Determinante fu la suggestione esercitata dall’esperimento socialista dei kibbutz, cuore del sionismo. E filo-israeliano era anche il Psi, oltre ai partiti laici (repubblicani e radicali su tutti). Pietro Nenni lo rimase (ma Bettino Craxi era filoarabo). Tutta questa storia è stata ricostruita dallo storico Matteo Di Figlia. Il Pci subì una svolta, influenzata nei dall’ossessione antisemita di Stalin negli anni immediatamente successivi alla guerra (pochi anni dopo il riconoscimento dello Stato israeliano, cui pure per ragioni geopolitiche l’Urss aveva contribuito come pochi altri). Un solco profondissimo e definitivo si aprì poi con la «Guerra dei sei giorni». Una fase di drammatiche spaccature – le ha evidenziate Paolo Mieli sul “Corriere” – basti pensare al discorso con cui Bruno Zevi, grande architetto azionista e poi radicale, al ghetto di Roma additò il voltafaccia sovietico e gli imbarazzi del Pci. O alla vicenda del direttore del quotidiano filocomunista «Paese Sera», Fausto Coen, costretto a dimettersi perché filo-israeliano. Questa ferita, approfondita dal massacro di Sabra e Chatila, si rimarginò faticosamente, e in parte, solo grazie all’opera di Piero Fassino (assecondata da Achille Occhetto) e della «Sinistra per Israele», in qualche modo inaugurata sulla «Voce repubblicana» invece che sull’Unità.

È proprio presentando pochi giorni fa il libro di Di Figlia – insieme fra gli altri al presidente della Comunità ebraica di Roma, Riccardo Pacifici – che il segretario del Pd, Pierluigi Bersani ha ripercorso questa storia, pronunciando anche una sorta di piccola «autocritica» – un classico nella storia comunista. Bersani ha riconosciuto che la «tendenza antisemita» sovietica fu «elemento di involuzione nella pratica della sinistra in Europa e in Italia», anche se ha portato come attenuante la tendenza filo-araba di tutta la politica italiana, dettata da ragioni geopolitiche (energetiche soprattutto).

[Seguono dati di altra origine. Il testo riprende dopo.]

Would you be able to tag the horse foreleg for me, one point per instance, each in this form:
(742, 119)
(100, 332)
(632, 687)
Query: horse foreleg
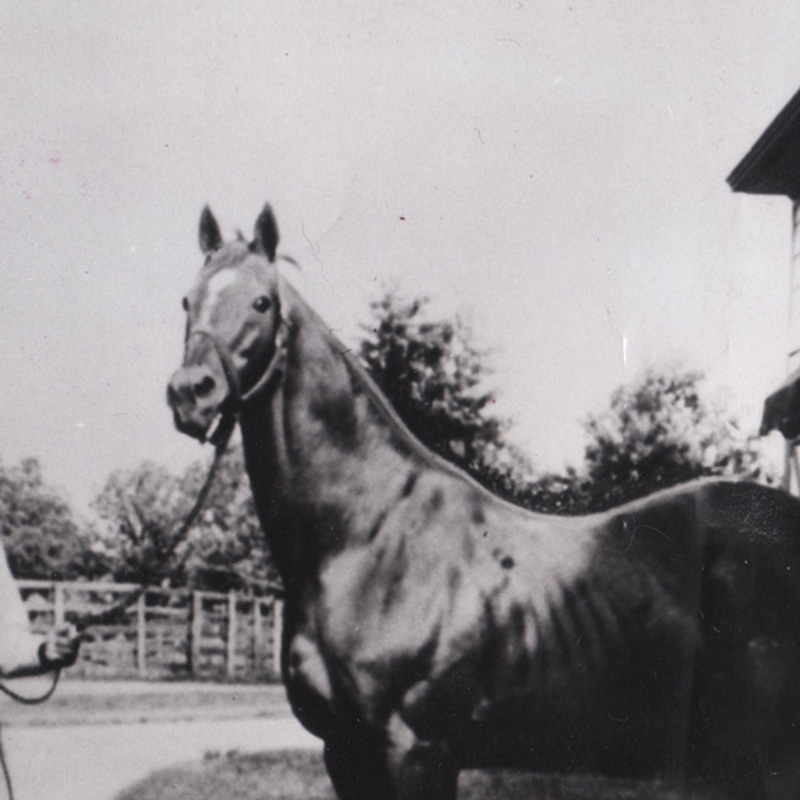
(419, 770)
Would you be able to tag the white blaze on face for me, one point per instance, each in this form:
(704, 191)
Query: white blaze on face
(214, 288)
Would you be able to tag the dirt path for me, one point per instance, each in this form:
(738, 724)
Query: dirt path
(95, 762)
(93, 739)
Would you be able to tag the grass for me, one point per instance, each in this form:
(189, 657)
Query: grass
(300, 775)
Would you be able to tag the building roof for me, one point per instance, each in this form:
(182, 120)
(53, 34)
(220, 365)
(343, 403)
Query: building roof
(773, 164)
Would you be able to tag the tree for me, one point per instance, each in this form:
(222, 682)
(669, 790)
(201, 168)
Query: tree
(433, 376)
(138, 509)
(143, 508)
(39, 531)
(657, 433)
(228, 547)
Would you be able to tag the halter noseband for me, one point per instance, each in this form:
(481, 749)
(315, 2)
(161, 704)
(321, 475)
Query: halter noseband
(239, 399)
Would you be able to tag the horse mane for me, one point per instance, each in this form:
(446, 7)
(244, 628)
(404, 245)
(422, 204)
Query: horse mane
(389, 414)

E ha riconosciuto il «meccanismo psicologico» che ha indotto a guardare più al «popolo umiliato» (i palestinesi) rispetto al «popolo insicuro» (Israele), definendolo un «antico istinto che va corretto e sorvegliato». Dopo aver ripercorso questo passaggio, accennando alla politica terzomondista della sinistra massimalista, Bersani ha spiegato, con qualche imbarazzo e – come nel suo stile – con pragmatismo, qual è la posizione sua (e quale sarebbe quella del suo eventuale governo): «Nessuno nega sicurezza, confini, diritto all’autodifesa» ha scandito richiamando però anche la «proporzionalità» di questa autodifesa. «E nessuno negherebbe diritto ad avere uno Stato, senza pensare di usare la forza» – ha aggiunto riferendosi ai palestinesi. Ma il grande sponsor di Bersani è quel Massimo D’Alema che incredibilmente da ministro degli Esteri passeggiò sottobraccio con un deputato hezbollah a Beirut.

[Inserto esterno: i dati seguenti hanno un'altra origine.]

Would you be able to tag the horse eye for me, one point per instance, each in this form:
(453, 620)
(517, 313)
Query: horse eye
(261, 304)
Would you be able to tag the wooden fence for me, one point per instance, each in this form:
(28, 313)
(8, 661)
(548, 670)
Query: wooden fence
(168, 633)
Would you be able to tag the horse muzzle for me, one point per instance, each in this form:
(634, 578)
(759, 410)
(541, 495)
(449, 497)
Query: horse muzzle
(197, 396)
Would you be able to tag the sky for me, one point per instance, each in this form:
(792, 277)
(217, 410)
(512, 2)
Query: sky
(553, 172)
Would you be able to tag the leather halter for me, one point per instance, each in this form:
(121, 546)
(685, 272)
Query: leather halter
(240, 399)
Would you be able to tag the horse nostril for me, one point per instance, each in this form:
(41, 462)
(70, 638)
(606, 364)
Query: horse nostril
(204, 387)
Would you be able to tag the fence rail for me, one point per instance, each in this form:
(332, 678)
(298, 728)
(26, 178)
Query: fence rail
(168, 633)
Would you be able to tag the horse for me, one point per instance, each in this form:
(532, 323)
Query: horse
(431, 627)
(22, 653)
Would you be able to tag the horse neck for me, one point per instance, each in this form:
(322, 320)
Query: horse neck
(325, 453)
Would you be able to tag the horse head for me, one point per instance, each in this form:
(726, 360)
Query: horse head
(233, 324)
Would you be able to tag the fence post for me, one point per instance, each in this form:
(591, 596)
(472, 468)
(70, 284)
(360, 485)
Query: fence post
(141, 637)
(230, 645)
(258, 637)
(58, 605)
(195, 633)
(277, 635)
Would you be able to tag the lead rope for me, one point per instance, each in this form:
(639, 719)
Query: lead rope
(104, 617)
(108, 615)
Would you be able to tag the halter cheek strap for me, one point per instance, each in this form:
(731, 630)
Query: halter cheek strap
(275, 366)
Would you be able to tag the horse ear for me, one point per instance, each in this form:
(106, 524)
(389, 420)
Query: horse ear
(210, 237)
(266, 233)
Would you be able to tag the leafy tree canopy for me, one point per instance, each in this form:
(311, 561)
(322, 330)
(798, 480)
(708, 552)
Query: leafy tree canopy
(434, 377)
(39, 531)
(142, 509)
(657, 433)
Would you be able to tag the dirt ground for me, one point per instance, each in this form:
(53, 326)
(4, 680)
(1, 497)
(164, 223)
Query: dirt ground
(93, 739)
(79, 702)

Una posizione controversa, dunque, quella del Pd, piena di dubbi, di piccoli passi avanti e grandi contraddizioni. E la svolta al segretario l’ha suggerita proprio Pacifici: non più «Due popoli due Stati» ma «Due Stati due democrazie». Lo stesso Pacifici che pochi giorni fa ha smascherato la linea unilaterale e «faziosa» di Vendola: «Le sue dichiarazioni – ha detto – ripropongono lo schema di una sinistra che riporta le lancette indietro di almeno 20 anni».

Fuori dalle ambiguità e non ripiegata su tic e riflessi del passato è sembrata invece la linea di Matteo Renzi, che ha telefonato, parlando da «Amico di Israele», alla maratona oratoria «Per la verità, per Israele» organizzata dalla deputata Fiamma Nirenstein (Pdl) con «Roma Summit». E in tv ha detto chiaramente cosa pensa: «La sinistra italiana deve abituarsi a ridire che Israele ha il diritto di esistere, perché troppo spesso c’è stato un atteggiamento della sinistra anti-israeliano inconcepibile e insopportabile». Ricordando che «Israele è un paese che è circondato da realtà che vogliono la sua distruzione, a partire dall’Iran». Una linea da approfondire ma molto chiara e legata alla tradizione della sinistra migliore: liberaldemocratica e moderna.